Why should empowered sexuality be NSFWEmpowered sexuality in women

I saw the video below for the first time, posted to Facebook by one of my loves. It’s about empowered sexuality in women, not men.

Bear with me, I’ll get to the part about men.

Astonishingly beautiful.” That was my first thought.

And then the second thought: “Why should it be astonishing to see women expressing themselves, sharing themselves freely?” No reason other than that it’s still something we have to fight for. So no, not astonishing, but really, really beautiful.

Third thought: I noticed the NSFW warning, and thought, “But why?” I realized that the only reason that this is NSFW (Not Safe For Work, in case you didn’t know) is because corporate computer filters can’t tell the difference between graphic sexual content and a beautiful, empowering video that happens to also be erotic. Involving women.

Not that I believe there is something inherently wrong with graphic sexual content, which I don’t, but that’s a different post.

It’s about choice

Be that as it may, we can tell the difference, and if we can’t its it’s damn sure time we figured it out. It’s time to move past the idea that women are automatically degraded by being visibly and publicly sensual or erotic, or even graphically sexual. The issue is one of being able to choose; the issue is not the choice that a woman ultimately makes.

I dare anyone to say this video is sexually graphic. I dare you to say this video isn’t about empowering women, by which I mean women reclaiming for themselves the right to do with their bodies exactly, precisely, and only what they want to do. Whether that’s running a marathon, getting launched into space, dancing erotically, being pregnant, being a corporate executive, getting naked in public, staying home to raise a family, deciding not to have a family, and yes, as far as I’m concerned also the choice to terminate a pregnancy, the issue is the right to choose, not the choices women make.

Is this video hot? You bet. Degrading? Not on your life.

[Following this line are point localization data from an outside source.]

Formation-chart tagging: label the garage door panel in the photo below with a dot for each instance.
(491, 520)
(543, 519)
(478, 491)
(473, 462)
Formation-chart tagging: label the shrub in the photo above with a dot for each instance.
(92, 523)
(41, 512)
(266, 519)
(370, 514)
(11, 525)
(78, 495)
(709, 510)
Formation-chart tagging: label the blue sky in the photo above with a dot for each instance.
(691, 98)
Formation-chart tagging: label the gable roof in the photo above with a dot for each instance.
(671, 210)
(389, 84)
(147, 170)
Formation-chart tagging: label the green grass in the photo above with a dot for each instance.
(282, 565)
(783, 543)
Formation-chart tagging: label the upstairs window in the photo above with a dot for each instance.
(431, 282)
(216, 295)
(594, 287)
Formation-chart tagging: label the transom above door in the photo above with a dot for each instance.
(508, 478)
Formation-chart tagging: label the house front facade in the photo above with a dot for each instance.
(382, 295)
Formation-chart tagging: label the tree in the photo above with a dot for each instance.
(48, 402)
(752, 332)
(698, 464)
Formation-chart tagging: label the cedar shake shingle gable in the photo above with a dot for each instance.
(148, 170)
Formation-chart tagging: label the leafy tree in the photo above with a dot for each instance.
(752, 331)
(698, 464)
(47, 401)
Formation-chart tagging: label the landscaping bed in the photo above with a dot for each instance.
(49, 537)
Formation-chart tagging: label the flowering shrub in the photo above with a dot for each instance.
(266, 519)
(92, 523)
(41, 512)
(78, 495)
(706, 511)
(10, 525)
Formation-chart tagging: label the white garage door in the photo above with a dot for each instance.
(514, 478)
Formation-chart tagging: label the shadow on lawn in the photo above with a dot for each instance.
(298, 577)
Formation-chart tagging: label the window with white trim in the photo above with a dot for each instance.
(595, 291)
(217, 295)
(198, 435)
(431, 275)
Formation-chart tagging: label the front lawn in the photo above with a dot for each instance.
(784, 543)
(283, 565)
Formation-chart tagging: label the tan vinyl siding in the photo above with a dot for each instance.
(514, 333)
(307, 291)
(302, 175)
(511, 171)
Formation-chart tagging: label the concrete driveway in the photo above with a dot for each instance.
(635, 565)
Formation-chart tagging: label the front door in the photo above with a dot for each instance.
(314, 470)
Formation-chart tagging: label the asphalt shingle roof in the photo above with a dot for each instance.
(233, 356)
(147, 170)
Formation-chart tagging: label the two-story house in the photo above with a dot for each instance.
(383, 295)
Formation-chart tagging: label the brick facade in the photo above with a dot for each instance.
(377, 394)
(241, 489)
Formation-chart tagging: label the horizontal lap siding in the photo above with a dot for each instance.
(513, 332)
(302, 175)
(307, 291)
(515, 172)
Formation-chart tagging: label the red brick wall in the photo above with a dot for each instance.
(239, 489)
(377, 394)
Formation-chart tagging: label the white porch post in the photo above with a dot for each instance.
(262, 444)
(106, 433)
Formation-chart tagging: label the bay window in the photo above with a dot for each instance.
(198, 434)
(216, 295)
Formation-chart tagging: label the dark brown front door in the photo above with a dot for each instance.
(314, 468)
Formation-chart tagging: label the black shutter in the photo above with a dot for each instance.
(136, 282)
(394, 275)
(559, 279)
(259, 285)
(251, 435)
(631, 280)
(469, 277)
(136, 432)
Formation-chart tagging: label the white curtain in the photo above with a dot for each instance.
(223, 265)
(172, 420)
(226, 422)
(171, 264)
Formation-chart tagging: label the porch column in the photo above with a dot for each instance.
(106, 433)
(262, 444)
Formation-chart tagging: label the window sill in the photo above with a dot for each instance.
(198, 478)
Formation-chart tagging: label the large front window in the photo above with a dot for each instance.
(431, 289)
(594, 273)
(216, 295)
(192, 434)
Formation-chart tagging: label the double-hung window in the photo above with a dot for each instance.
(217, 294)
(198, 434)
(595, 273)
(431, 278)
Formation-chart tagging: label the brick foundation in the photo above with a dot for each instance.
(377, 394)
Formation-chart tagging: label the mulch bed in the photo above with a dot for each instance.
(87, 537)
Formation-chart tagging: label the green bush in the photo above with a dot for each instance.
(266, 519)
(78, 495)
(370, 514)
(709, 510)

So assuming you’re not at work, go watch the video and enjoy it for what it is: a celebration of women claiming for themselves their own power and beauty. Then, if you dare, come back and let me ask you something.

What about men?

Did you watch it? Really, if you haven’t seen it you should, and then come back. Spoiler alert. Really.

Because what I want to ask you is this fourth thought that I had: “Would anyone find this video equally powerful if the dancers were men?

Um, ah, uh, um ….

I admit it, the question, even inside my own head, made me squirm. But why?

I had a few more thoughts in rapid succession:

I thought, “Well, I know some bisexual or gay men who would.”  Cue nervous laughter. Under that thought, I’m embarrassed to say, I realized was lurking the impulse to say, “I’m not gay.” I’m not proud of this thought, but I admit that I recognize it. If you’re a straight man reading this, do you recognize it, too?

I thought, “Would the women I know find it powerful?” I’m sure some, my loves included, would find it hot, but would they find it powerful and empowering? I don’t know, but I wonder. If you’re a woman reading this, would you, really? Be sure to imagine it with men of the variety of sizes and shapes and colors that are included in this video, since that’s one of the things that makes it so powerful. Would you?

Why have we come to the place – finally – where more and more often both women and men are realizing that empowering women is the right and necessary and very overdue thing to do; the place where more and more we are recognizing that everyone should have the right to marry, regardless of gender or orientation; the place where we can finally start talking about people as people instead of as a gender or a race or a sexual orientation; and yet we still aren’t at a place where we’d be as comfortable with this video if it were about empowering men to express themselves?

Because we’re not.

And it’s not because of male privilege; that’s a very real problem, but this isn’t about that.

I think it’s about the fact that we – both men and women – are still uncomfortable with men being more than “one of the guys.” Women want men to talk about themselves openly, and men want to be able to talk to one another in a more meaningful way, but in truth most of us squirm when the topic turns to sense and sex. And wish they’d shut the hell up.

So, do me a favor and watch the video a second time. Only this time imagine that the stars are men of all the different descriptions that you see here. Then tell me: did it feel different to you this time? Why, or if I’m wrong, why not?